So much is happening in the ESG/sustainability space right now. Sure, everyone is focused on climate risk and net zero (and rightly so). And the EU is rolling out its sustainable strategy plans. But even more the reporting landscape is changing significantly.
A few things require rather urgent attention in my view that are not on everyone's radar. I address three below - and then one more about looming legal liabilities from climate objectives. Surely there are more developments to take into account, but let's keep it simple.
1. The EU Taxonomy requires a majority of companies to act
The EU has released details of the first two EU Taxonomy categories, climate mitigation and climate adaptation. The other four follow by the end of 2021.

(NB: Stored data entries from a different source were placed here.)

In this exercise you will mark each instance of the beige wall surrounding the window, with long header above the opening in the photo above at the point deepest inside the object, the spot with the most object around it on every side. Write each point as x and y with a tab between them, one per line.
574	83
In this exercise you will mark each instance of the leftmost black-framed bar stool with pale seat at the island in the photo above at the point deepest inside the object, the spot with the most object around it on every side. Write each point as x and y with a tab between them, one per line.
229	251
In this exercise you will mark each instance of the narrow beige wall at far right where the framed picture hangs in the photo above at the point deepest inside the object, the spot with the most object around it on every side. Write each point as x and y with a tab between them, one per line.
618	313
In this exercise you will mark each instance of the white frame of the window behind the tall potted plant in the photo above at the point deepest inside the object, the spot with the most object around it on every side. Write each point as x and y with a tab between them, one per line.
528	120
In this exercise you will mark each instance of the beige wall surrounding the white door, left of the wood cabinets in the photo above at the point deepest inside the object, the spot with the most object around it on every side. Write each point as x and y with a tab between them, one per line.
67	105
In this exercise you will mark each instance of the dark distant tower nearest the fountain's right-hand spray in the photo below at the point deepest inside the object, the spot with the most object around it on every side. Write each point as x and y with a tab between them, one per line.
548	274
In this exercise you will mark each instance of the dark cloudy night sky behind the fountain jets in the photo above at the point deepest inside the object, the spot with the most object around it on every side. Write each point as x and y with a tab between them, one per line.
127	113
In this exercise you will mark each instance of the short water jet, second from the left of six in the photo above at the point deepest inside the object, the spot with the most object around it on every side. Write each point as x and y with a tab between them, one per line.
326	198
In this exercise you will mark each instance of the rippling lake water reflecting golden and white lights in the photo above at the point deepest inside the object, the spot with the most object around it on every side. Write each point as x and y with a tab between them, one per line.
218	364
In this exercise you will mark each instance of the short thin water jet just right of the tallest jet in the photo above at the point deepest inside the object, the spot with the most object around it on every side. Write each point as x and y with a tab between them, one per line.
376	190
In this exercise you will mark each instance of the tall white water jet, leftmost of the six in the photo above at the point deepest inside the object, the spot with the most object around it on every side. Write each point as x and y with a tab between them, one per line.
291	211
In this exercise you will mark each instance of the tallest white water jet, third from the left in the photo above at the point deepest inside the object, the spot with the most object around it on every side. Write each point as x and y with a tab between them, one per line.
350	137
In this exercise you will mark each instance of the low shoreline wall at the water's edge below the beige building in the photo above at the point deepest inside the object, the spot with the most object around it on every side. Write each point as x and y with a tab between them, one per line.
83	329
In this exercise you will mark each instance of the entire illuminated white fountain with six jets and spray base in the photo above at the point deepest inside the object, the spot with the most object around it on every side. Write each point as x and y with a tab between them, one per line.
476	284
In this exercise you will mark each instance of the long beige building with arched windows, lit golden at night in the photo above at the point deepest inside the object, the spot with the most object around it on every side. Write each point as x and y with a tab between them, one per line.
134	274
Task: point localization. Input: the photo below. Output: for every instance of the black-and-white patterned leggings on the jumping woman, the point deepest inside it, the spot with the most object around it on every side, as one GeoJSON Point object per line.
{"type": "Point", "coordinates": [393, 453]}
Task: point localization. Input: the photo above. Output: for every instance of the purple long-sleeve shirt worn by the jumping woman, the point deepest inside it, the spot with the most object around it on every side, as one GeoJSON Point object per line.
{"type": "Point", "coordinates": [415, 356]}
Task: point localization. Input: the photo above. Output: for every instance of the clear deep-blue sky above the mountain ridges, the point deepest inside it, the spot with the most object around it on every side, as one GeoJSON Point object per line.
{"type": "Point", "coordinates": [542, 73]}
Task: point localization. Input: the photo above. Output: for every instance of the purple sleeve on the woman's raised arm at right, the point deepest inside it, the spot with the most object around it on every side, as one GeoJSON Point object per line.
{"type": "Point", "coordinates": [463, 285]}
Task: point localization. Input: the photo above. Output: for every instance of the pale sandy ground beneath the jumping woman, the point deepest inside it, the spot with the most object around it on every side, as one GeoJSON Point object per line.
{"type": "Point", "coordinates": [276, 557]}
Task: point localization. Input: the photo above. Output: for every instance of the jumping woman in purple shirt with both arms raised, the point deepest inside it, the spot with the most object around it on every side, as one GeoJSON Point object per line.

Financial market participants (banks, asset managers, etc.) will have to report to what extent their portfolio is in line with the taxonomy. That information has to come from their investees, which in principle seem to comprise large listed companies (currently 500 employees or more) in priority sectors – so that's a limited part of the full economy.
But is that true? I argue that the taxonomy applies to many more companies:
- The taxonomy focuses on economic activities, products and services. For these activities Revenues, CapEx and OpEx need to be disclosed. The focus on activities means that any sale, production or investment falls under the requirements. That is quite understandable: an investment in clean energy by any company would and should count as relating to climate mitigation. Obviously companies in the (8) priority sectors would need to report their revenues and OpEx too. This means that every company mandated to disclose under the NFRD (see below …) should track its investments ánd – depending on its business – its revenues and OpEx from eligible activities.
- More categories are to follow shortly: pollution prevention & control, transition to a circular economy, sustainable use and protection of water and marine resources and protection and restoration of biodiversity and ecosystems, covering a much wider array of sectors than currently seems the case.
- Due to expected regulatory changes (see the next development) and the interest of the financial industry to disclose high portions of EU Taxonomy-aligned investments in their portfolio, many more companies than just the ones eligible under the NFRD can expected to be requested to report their Revenues, CapEx and OpEx on basis of the EU Taxonomy to secure access to appropriate financing.
2. The NFRD will significantly raise the number of reporters
The current Non-Financial Reporting Directive (NFRD) requires in essence large (500+ employees) listed companies to report on their key impacts and risks from ESG along certain dimensions. The new proposal is promised by the end of March. A key change will be the scope of reporters: most expectedly the new requirements will regard all companies with more than 250 employees. That implies that much smaller (but still large) companies that are privately-owned need to report in near future.
It is also expected that the new NFRD will mandate assurance on (parts of) the information, which will create additional requirements for the quality of reported data.
3. The WEF metrics can become an interim step towards a global solution
The World Economic Forum's International Business Council (IBC) have released the paper with 21 core (and 34 expanded) metrics that some of its members have committed to start disclosing from 2020 onwards. The Council consists of large, multinational companies primarily.
However, in the absence of a global standard, the metrics appear to be simple and accessible and particularly for new joining companies an easy way to start implementing ESG reporting. There is a good chance that the WEF metrics will gain further momentum and become a common baseline for reporting much beyond the IBC.
A looming legal liability – by the time that the climate issue has to be resolved
The notion of climate risk and the actions from governments (such as the UK, the EU and now even the US again) as well as peers and customers has driven many companies to set ambitious climate targets. Our 2020 Towards Net Zero report uncovered that 46% of the 250 largest companies have set net zero or science-based targets. But as these can (and in my view will) become relevant targets for investors, the question rises what it means from a legal perspective if these targets are not met.
I spoke to a former member of the Dutch Supreme Court who make the case with a number of international peers on that companies are yet already liable for not addressing climate change and reaching climate-related targets based on legal principles.